A razão desse ajuntamento se dá pela multiplicidade de motivos, ora para suplicar perdão a Deus, diante das faltas; ora para preparação de um eminente combate contra o inimigo; ora para oferecer gratidão e louvor ao Senhor; ora para agradecer ao Criador.
Nosso solene ajuntamento nos dias de hoje, não se dá ao som das trombetas, mas através do uso dos meios de comunicação, contudo não é menos importante, do que aqueles que ocorreram no passado.

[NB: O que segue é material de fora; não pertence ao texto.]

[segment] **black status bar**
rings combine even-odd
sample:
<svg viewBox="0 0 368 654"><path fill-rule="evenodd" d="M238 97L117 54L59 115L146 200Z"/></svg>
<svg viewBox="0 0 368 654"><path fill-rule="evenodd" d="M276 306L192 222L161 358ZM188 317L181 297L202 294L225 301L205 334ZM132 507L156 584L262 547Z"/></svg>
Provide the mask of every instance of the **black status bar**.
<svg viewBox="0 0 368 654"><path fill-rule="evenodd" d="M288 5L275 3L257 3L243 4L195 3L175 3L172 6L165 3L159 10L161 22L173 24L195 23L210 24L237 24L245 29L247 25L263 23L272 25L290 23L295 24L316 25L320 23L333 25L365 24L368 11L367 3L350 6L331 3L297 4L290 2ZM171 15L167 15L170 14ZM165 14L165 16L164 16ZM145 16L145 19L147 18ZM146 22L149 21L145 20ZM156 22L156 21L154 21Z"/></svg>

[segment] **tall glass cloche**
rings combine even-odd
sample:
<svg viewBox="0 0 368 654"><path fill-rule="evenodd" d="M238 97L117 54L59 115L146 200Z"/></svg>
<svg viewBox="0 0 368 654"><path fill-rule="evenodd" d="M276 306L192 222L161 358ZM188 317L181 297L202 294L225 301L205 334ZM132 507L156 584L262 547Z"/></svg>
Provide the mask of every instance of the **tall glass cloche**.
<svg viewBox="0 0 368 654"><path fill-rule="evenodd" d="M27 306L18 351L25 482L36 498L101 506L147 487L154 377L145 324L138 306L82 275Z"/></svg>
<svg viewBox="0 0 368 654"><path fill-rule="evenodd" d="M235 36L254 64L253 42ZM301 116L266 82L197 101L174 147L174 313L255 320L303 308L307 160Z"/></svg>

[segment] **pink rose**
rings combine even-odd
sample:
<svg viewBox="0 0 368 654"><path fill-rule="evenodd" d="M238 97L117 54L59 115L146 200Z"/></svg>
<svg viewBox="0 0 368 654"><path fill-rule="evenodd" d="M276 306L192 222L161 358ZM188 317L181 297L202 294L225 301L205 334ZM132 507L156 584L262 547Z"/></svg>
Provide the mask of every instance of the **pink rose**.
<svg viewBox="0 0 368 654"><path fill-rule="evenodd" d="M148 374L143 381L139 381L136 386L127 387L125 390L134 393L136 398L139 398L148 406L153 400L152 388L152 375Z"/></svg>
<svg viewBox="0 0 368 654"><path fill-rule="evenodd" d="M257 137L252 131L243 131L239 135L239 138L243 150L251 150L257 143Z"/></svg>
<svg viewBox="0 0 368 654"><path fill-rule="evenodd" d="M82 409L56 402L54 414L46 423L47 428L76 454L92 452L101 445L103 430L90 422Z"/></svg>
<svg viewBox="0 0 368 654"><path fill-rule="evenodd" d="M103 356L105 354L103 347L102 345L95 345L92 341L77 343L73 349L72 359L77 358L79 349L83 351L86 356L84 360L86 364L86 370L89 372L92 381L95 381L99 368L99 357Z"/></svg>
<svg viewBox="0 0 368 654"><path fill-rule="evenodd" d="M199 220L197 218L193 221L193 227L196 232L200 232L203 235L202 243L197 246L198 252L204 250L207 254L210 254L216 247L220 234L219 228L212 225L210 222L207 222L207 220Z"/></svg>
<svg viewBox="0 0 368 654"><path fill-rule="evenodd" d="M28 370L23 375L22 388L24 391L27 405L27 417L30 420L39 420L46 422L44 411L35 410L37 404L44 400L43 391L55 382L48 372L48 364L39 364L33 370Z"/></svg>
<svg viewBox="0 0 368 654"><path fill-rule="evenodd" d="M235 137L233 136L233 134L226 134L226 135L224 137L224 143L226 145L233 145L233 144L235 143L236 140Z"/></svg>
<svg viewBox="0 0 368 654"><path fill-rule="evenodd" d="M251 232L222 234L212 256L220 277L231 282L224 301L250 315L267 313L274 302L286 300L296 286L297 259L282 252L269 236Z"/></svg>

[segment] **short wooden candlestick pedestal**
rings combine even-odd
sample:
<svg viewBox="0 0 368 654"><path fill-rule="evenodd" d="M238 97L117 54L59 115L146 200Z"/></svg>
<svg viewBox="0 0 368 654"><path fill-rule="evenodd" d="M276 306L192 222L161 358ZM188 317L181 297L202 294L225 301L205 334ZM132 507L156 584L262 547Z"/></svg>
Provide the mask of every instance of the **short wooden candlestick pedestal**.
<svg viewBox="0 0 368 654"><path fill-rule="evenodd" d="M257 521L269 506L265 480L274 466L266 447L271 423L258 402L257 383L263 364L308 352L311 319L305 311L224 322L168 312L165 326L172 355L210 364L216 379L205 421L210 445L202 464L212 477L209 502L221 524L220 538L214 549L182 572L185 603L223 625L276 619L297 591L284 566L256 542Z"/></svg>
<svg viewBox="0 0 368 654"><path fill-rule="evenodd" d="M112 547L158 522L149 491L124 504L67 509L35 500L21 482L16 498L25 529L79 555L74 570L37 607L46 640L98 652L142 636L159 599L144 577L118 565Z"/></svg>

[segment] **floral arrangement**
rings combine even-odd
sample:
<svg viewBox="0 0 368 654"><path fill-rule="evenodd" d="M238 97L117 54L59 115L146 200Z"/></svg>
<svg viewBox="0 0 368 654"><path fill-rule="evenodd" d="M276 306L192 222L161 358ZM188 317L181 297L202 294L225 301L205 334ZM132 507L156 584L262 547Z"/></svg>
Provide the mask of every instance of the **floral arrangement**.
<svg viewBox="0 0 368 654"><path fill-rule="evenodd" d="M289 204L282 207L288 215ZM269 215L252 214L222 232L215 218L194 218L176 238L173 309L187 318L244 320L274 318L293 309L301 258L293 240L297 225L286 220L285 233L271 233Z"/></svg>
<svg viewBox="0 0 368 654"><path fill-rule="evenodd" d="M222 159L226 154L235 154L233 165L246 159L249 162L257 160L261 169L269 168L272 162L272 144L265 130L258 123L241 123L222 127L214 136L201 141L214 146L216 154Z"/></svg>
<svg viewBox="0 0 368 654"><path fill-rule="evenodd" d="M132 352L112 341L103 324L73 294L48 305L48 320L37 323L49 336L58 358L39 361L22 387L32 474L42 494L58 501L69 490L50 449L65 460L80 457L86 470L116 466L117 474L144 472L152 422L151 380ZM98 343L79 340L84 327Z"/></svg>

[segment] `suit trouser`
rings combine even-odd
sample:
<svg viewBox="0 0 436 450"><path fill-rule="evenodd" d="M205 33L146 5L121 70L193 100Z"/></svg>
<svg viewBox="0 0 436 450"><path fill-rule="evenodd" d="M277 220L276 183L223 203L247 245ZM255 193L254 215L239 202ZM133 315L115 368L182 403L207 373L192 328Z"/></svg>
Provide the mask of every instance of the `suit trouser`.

Estamos reunidos para:
1.      Cultuarmos ao Senhor, oferecendo a Ele, tributo de louvor à honra da glória divina, por seus poderosos feitos sobre a terra;
2.      Suplicarmos seu perdão diante das nossas faltas e falhas. A Bíblia chama a essas de pecado. E diz mais, que os nossos pecados nos separam de Deus;
3.    Agradecermos a Deus por sua graça e misericórdia, pois Ele não nos dá o que merecemos, a isso chamamos de misericórdia, mas nos dá aquilo que não merecemos, chamamos isso de graça.
Enfim, o nosso ajuntamento é uma atividade comum ao povo de Deus, ao serviço d’Aquele que é extraordinário. Pois a Bíblia diz:Porque dele, e por meio dele, e para ele são todas as coisas. A ele, pois, a glória eternamente. Amém!” (Rm 11.36).
Que Deus seja glorificado através da comunhão dos santos, do serviço divino, dos louvores, da exposição da sua Palavra.
Irmãos, celebremos o santo e solene ajuntamento em Nome do Senhor, por cada uma das graciosas bênçãos, que o Deus tem derramado sobre nós, nossas famílias, nossa comunidade e nossa cidade.
A Deus, e somente a Ele honra, glória e louvor.